I sincerely believe that true countertenors manage to maintain their boyhood upper register... Prominent CTs such as Scholl and Deller have stated that they did not replace their boyhood voice with some other register, they simply maintained their ability to use their voices in the original way. There was no "learning curve" as there is for tenors and baritones. If this is true, then it is comparable to a female soprano's ability to use her girlhood voice through puberty. In both cases, there is a head voice that is qualitatively distinct from the connected head voice that tenors use. I think we've seen enough spectographs to see that a countertenor's and soprano's spectra in "head" have much more in common to each other than to a tenor's chest or head voice.
Anyway, when I spoke of baroque tenors, I meant men who have such light root voices that they have a choice of "tenor" head, "countertenor" head or (to a limited extent) actual falsetto in the upper ranges - all of which reconcile with the lower range reasonably well, depending on context.
Some tenors seem to have such good control that they may shift from tenor and countertenor head voices with as much agility as they do shifting from chest to tenor head voice. This is why they seem to have an extension to F5 or so. There is no man who can maintain the diffuse spectrum of the tenor chest voice up into this range - at some point, the cords must be thinned to the point that the action is like that of a countertenor.

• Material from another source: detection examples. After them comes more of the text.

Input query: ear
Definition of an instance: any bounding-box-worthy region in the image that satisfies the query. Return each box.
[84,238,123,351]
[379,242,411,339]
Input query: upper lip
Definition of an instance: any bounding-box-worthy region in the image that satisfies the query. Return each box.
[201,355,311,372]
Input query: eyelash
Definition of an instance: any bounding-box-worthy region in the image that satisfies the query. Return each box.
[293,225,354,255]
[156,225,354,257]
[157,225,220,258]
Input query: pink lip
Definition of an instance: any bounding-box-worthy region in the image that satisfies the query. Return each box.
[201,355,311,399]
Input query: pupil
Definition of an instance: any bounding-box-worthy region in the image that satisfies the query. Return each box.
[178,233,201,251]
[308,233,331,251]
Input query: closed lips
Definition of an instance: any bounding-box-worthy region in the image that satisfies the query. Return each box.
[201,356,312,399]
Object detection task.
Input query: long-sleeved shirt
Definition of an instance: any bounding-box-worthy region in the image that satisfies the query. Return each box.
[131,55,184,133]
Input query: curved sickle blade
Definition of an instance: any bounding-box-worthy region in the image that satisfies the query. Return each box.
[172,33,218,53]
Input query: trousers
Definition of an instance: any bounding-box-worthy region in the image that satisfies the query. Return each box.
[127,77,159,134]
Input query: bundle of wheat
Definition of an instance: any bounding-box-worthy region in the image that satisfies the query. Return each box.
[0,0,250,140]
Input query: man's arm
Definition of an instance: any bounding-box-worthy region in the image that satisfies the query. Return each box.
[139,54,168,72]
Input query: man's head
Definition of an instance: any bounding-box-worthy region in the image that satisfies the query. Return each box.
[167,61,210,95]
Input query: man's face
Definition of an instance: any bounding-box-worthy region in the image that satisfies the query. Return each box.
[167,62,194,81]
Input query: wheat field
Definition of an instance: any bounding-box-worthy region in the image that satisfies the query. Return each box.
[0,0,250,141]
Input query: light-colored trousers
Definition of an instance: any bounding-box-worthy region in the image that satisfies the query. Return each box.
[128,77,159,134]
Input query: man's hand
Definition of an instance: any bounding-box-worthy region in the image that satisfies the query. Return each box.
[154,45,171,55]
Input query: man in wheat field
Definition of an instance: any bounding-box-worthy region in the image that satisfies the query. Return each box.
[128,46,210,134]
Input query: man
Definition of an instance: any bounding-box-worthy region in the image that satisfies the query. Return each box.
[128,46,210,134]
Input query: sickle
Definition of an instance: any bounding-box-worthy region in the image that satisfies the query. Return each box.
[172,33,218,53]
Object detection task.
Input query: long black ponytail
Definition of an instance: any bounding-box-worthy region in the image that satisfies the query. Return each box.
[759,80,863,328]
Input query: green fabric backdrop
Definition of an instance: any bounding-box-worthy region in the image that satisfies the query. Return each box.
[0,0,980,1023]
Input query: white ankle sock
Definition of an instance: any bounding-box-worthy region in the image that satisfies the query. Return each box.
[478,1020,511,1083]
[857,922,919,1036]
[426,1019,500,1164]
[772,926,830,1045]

I've seen some photos where they show a D5 for a countertenor and haute contre to actually be identical in mechanism. It is the notes leading up to this point that are different, because the haute contre maintains some of the weight of a tenor's chest voice and gradually lessens it going up the scale. A typical countertenor, on the other hand, never incorporates this kind of mass back into the cords, hence the light sound all the way down.
Tako Oda
On Mon, 4 Dec 2000, Lloyd W. Hanson wrote: > I must protest your use of the term full chest when speaking of tenors > singing G4 and above in full voice. All of the pictures of this kind of > singing which is common in all opera from most of the bel canto and on > indicate that the voice is not in chest configuration but rather in head > configuration. The vocal folds are elongated and the cricothyroid is very > active. This kind of head voice is more virile than a sotto voice or mezzo > vocal head voice but it is still head voice. Any tenor who sings in this > register in his chest voice will not last long. There are some notable > tenors who have tried it. It is know as singing on the principle, not the > interest. > > We have discussed this before on this list. Regardless of the stunning ring > that is present when the tenor sings G4 and above and the fact that this > ring is remindful of the quality of the tenor's middle range chest voice, > it is really a well produced, strongly supported head voice.